Tuesday 27 September 2022

Lesvos - Day 9: 16th September 2022

An early rise and Dad and I were down at the Eastern Kalloni Saltpan track before dawn once again.

I could hear more waders on the first pan with the three smaller Plovers, Little Stints and Shanks audible including the first Spotted Redshank. Crested Larks were soon up too and Corn Buntings were jangling. We positioned ourselves opposite the Pelican island and after the sun eventually graced them with her first rays they ruffled their feathers and flexed those preposterous bills and headed off to join the mass of nearly 200 Cormorants that were getting the frenzied feeding proceedings off to a start.

Cormorants on the move

Spoonbills joining in


Six stirring Dalmatian Pelicans

I am always amazed at how Dalmatian Pelicans somehow mysteriously multiply before your eyes and the flock slowly crept up to 18 (Gina and Steve had 20 a while later). Fourteen Black Storks, 22 Spoonbills, 12 Great White Egrets and some of the 42 Little Egrets and 24 Grey Herons joined in the melee. As ever it was a magical bird bun fight!

Dalmatian Pelicans 

Black Stork

Waiting for the Cormorants to come back...

The Frenzy - Full screen, HD and volume up!
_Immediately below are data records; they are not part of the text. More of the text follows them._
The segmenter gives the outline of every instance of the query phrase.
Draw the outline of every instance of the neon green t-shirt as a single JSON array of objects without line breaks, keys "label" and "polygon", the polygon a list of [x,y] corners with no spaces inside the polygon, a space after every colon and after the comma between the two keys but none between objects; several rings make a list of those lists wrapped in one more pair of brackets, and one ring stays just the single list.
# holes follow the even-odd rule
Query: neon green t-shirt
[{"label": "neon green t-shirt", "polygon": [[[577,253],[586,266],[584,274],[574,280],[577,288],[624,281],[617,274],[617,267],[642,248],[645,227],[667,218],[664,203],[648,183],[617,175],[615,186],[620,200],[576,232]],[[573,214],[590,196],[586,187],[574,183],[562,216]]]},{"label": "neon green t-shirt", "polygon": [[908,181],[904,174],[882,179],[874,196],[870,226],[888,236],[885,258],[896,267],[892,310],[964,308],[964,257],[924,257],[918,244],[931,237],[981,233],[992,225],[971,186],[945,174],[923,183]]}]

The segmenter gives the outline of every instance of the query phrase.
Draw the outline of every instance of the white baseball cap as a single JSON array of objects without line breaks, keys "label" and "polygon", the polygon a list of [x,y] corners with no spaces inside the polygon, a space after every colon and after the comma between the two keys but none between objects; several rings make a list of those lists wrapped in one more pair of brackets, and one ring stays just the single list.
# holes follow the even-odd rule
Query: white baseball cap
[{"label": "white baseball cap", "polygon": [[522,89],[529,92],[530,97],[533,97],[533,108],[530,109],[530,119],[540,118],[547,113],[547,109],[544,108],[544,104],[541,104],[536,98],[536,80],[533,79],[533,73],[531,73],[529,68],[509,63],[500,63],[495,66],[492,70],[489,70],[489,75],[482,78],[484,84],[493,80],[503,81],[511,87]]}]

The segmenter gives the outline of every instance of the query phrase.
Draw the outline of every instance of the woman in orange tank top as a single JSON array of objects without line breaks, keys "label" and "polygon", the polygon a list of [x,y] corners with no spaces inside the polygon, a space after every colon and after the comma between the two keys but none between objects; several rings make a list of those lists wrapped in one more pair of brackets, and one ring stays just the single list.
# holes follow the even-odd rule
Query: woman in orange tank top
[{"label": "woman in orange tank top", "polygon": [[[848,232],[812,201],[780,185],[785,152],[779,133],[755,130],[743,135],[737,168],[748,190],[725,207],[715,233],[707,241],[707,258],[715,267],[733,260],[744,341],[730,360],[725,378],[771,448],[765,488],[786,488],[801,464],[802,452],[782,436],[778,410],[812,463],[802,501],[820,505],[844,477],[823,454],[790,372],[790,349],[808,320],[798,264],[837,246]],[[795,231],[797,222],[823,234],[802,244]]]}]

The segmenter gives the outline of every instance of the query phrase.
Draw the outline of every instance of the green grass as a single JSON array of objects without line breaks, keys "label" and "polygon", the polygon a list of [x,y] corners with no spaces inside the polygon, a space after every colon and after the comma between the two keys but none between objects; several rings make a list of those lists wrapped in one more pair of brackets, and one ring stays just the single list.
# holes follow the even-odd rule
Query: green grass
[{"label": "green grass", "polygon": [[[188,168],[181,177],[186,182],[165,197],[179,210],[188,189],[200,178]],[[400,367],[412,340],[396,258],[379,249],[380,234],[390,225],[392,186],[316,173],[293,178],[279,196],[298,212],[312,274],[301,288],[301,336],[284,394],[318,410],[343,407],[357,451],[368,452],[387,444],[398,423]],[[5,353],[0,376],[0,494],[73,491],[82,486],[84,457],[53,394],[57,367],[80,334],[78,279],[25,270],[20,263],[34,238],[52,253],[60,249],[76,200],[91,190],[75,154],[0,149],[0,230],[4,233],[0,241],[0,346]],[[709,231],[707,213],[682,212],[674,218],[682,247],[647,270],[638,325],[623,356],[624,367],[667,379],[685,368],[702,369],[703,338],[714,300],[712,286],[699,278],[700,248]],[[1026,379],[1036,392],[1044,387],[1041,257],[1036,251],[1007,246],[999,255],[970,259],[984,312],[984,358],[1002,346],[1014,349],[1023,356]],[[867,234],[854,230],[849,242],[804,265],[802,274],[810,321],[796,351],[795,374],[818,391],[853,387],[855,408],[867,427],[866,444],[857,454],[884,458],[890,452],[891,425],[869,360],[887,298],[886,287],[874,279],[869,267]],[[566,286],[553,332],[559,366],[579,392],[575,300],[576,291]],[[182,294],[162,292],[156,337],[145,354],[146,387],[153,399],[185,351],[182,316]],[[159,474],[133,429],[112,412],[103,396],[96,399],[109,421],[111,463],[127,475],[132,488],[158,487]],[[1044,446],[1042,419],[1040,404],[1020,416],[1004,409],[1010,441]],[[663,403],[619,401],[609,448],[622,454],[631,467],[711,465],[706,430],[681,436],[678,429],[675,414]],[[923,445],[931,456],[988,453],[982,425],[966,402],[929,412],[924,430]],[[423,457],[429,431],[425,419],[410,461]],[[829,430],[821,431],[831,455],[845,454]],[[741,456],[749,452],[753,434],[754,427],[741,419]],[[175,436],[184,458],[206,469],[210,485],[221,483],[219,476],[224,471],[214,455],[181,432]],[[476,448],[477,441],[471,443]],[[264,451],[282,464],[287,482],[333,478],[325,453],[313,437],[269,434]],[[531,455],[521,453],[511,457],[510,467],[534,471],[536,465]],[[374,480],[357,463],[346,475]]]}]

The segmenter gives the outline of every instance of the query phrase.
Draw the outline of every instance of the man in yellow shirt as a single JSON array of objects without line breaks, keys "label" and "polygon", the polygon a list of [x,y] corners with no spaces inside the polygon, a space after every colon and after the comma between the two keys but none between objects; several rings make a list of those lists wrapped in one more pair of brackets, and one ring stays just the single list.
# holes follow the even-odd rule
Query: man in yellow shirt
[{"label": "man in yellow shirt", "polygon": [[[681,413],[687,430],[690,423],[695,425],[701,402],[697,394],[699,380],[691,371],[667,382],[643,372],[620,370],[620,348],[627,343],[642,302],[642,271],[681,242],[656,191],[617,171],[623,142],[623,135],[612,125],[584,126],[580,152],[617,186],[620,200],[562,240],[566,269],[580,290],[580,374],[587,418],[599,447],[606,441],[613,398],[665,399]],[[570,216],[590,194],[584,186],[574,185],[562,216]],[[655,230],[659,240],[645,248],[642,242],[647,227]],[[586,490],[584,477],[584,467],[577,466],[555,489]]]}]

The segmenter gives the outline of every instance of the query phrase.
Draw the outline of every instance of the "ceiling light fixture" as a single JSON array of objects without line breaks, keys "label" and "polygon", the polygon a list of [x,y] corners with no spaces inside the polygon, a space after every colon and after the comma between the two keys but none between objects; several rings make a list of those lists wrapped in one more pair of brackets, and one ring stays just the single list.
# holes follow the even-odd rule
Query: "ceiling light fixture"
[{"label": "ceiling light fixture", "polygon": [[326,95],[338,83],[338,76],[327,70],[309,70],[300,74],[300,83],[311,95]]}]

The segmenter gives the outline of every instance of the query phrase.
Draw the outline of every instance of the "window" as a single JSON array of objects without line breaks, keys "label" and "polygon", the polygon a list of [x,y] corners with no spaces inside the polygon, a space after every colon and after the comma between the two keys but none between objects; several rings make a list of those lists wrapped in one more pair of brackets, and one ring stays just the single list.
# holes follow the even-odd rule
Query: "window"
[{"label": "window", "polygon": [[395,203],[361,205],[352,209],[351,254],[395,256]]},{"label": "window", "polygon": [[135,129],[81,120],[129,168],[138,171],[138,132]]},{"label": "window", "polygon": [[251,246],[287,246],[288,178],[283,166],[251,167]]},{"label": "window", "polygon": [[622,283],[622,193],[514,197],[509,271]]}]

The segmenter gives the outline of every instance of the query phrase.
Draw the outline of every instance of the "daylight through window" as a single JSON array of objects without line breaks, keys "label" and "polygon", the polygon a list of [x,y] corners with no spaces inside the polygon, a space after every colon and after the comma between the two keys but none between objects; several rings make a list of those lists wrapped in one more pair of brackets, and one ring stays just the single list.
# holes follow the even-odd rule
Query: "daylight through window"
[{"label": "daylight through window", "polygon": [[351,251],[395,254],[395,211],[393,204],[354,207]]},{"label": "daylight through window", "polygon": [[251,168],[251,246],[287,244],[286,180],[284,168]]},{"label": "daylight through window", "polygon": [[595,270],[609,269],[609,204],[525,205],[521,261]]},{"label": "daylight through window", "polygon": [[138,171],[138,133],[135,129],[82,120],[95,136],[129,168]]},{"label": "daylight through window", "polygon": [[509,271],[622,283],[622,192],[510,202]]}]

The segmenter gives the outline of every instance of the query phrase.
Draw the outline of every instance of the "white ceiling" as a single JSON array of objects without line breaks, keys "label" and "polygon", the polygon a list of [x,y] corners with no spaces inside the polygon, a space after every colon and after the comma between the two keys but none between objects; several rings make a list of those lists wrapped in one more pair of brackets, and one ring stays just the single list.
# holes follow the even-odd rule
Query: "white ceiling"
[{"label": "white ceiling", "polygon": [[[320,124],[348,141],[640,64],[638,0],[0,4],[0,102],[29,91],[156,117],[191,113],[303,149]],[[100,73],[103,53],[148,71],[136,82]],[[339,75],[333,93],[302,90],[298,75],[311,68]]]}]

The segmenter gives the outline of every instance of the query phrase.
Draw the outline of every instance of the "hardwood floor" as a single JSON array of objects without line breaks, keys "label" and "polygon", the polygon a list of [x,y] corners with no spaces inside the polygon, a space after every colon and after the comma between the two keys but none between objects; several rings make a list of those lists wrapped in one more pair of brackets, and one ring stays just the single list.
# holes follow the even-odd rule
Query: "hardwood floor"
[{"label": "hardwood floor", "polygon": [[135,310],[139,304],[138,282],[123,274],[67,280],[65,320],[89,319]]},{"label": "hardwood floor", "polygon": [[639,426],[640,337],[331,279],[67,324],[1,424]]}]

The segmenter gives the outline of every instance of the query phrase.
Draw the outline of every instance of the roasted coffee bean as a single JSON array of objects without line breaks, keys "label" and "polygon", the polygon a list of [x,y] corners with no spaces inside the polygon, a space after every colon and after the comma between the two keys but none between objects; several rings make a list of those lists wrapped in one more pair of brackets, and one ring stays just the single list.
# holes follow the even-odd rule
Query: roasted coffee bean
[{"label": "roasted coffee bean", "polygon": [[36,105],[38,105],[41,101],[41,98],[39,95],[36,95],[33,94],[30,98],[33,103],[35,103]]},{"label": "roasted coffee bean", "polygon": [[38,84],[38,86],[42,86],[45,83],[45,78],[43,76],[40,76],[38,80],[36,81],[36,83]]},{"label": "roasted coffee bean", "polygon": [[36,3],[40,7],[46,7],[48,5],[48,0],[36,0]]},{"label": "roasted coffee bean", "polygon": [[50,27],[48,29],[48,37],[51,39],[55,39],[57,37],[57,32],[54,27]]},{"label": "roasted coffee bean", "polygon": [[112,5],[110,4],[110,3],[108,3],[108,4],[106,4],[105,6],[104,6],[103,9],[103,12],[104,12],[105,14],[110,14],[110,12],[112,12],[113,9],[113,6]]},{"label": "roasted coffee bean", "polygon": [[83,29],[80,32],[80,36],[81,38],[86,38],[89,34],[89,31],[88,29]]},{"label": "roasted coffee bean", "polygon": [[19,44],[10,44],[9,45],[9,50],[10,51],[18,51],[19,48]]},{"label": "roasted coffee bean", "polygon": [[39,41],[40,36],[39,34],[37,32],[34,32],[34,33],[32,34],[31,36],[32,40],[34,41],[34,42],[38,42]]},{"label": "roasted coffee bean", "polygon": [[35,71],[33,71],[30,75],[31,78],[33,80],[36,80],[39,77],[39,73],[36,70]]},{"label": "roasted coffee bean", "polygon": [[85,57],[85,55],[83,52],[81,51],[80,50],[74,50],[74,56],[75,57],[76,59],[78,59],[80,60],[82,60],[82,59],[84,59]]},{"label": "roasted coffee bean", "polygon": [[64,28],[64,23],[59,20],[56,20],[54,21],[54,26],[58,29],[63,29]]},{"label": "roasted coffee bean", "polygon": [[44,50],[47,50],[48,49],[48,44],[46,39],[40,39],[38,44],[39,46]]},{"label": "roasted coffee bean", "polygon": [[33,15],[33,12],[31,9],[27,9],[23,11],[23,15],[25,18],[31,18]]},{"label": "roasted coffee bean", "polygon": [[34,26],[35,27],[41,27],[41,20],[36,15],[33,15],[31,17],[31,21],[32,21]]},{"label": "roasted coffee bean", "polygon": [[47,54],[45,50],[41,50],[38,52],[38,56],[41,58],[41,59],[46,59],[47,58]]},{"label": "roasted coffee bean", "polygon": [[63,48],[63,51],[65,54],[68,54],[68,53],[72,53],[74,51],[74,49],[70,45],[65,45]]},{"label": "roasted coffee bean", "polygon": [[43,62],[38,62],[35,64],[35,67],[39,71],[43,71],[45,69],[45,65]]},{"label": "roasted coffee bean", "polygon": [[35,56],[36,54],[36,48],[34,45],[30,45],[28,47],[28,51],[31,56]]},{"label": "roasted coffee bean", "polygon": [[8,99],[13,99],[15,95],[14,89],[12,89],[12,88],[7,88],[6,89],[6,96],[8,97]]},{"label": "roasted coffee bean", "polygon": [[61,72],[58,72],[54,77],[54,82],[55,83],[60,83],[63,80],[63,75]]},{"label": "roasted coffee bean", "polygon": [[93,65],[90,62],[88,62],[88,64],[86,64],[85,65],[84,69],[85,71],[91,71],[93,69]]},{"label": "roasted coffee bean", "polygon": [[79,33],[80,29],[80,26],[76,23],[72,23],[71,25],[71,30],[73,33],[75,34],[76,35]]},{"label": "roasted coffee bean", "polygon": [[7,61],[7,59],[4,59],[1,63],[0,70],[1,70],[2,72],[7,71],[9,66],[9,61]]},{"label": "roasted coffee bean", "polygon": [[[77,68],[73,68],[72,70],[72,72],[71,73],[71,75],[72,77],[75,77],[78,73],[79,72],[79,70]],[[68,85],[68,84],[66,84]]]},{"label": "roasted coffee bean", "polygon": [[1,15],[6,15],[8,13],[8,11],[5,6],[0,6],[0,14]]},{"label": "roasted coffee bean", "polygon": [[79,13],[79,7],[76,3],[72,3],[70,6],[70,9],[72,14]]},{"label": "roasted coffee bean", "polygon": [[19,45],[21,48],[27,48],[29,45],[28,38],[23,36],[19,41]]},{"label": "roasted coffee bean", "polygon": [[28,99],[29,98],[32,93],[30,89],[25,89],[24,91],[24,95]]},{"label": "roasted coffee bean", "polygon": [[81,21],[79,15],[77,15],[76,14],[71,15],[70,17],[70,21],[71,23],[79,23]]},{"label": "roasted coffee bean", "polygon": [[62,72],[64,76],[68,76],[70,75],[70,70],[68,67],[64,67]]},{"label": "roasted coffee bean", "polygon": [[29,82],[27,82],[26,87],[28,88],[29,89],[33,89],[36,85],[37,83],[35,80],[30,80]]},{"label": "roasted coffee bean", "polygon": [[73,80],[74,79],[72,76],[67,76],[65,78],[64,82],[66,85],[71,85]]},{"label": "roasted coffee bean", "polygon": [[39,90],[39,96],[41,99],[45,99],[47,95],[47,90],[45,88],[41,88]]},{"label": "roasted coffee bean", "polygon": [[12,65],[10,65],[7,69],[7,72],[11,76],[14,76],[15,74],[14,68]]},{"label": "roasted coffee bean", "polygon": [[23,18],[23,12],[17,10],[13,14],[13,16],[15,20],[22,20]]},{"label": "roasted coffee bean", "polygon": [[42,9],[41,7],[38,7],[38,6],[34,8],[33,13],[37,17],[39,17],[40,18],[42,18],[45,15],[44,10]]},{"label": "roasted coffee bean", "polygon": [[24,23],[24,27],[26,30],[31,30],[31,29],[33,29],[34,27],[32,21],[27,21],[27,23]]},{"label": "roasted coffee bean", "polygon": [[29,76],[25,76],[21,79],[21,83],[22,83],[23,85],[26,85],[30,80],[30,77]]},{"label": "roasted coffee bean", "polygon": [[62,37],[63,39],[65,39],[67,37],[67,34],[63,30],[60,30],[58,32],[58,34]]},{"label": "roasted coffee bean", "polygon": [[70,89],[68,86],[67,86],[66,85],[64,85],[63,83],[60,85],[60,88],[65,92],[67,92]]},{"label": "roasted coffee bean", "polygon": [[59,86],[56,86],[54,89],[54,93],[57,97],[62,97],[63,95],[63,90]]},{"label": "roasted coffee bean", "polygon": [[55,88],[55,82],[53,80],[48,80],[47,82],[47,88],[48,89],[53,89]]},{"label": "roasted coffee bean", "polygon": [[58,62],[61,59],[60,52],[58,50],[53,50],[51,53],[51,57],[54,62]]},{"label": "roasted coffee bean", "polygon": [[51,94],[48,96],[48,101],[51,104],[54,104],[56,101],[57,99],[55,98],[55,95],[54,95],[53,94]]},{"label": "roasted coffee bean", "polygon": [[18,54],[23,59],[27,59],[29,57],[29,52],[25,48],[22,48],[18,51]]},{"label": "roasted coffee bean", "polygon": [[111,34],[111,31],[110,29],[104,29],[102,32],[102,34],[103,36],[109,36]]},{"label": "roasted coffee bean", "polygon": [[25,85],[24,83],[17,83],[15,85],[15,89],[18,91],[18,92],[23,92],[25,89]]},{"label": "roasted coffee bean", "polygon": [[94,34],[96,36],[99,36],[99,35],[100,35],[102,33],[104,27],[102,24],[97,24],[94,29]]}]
A flock of 11 Mallard was the biggest group so far and two Teal disappeared quickly while the Sandwich Tern flock noisily departed once again for the Bay and the adjacent Polichnitos saltpans. We avoided the huge sheep stampede once again as they headed off for the day and when the dust settled heard three Zitting Cisticolas on the way back.

Stand back and make sure the dust cloud goes the other way!

The bump back through the middle only offered a few Red-backed Shrikes and Whinchats and a lone juvenile Turtle Dove.

 Red-backed Shrike coughing up a pellet

 Red-backed Shrike - the male in his usual spot

Breakfast was interrupted by Steve doing show and tell with a fine Levant Hawkmoth which I then took on a tour of the Pela before hanging it out of the way in a Fig tree.

Levant Hawkmoth

Levant Hawkmoth - about Elephant HM size

From here the day became something of a history tour with the mighty Moria Roman Aqueduct (cracking Scarce Swallowtail there!) being followed by the 3-4000 year old Bronze Age settlement at Thermi. Once again we were the only visitors and the man on site was very pleased to see us! Unlike last September there were no migrants in the grounds but a fine adult Ant-lion made up for it.

Moria Roman Aqueduct - there were House Sparrows up on top but I always think that Rock Sparrows should be here too

Scarce Swallowtail 

Scarce Swallowtail 


Possibly a different Merodon sp - furrier and dark femurs

Adut Ant-lion

Slender Green-winged Grasshopper (Aiolopus thalassinus) -thanks Fraser S

We continued up the spectacular coast past turquoise and ultramarine bays with Sardinian Warblers easily heard from the car before a wasp infested lunch at Skala Sykaminia and an almost bird free drive along the North Track with just a few Eastern Black-eared Wheatears and a male Goshawk low through the Oaks. It was hot and dusty.

The wind got up during the evening and a quiet night in was had by all.